I did not slow down until we reached Battle Orchard, where it was necessary to feel our way across the shallow channel. Here I shut off the power and paddled with an oar.
As we floated by the island a lantern flashed at the water's edge and disappeared. But my first errand was at the canoe-maker's; the whereabouts of Helen and theStilettowere questions that must wait.
We were soon creeping along the margin of the second lake seeking the creek, whose intake quickly lay hold of us.
"We'll land just inside, on the west bank, Gillespie." A moment later we jumped out and secured the launch. I wrapped our lantern in Gillespie's coat, and ran up the bank to the path. At the top I turned and spoke to him.
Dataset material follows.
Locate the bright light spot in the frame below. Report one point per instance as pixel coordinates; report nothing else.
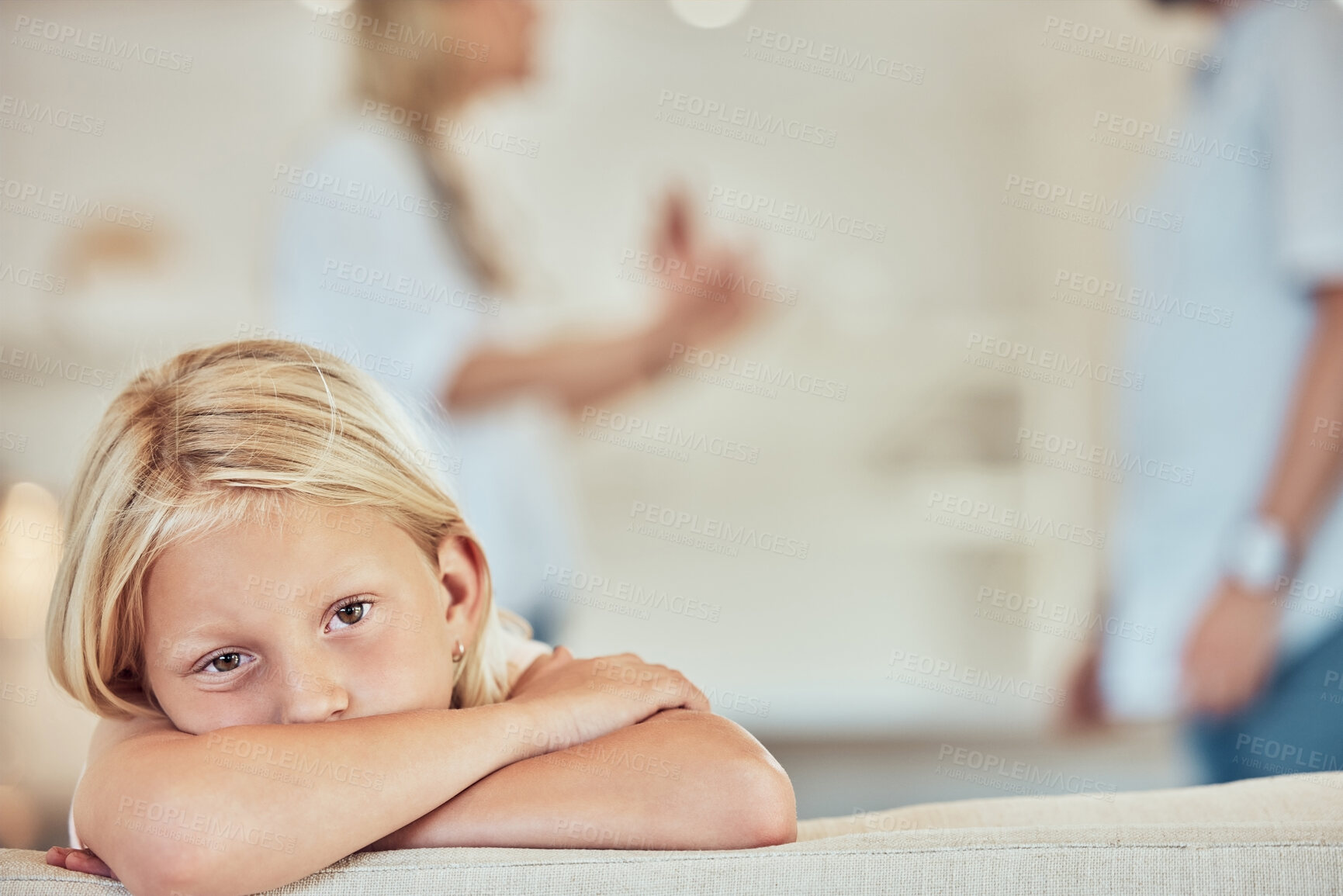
(709, 14)
(323, 7)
"You'll have to trust me. I don't know what may be happening here, but surely our interests are the same to-night."
He caught me roughly by the arm.
"If this means any injury to Helen—"
"No! It is for her!" And he followed silently at my heels toward Red Gate.
The calm of the summer night lay upon the creek that babbled drowsily in its bed. We seemed to have this corner of the world to ourselves, and the thump of our feet in the path broke heavily on the night silence. As we crossed the lower end of the garden I saw the cottage mistily outlined among the trees near the highway, and, remembering Gillespie's unfamiliarity with the place, I checked my pace to guide him. I caught a glimpse of the lights of the house-boat below.
The voices of two men in loud debate rang out sharply upon us through the open windows of the house-boat as we crept down upon the deck. Then followed the sound of blows, and the rattle of furniture knocked about, and as we reached the door a lamp fell with a crash and the place was dark. We seemed to strike matches at the same instant, and as they blazed upon their sticks we looked down upon Arthur Holbrook, who lay sprawling with his arms outflung on the floor, and over him stood his brother with hands clenched, his face twitching.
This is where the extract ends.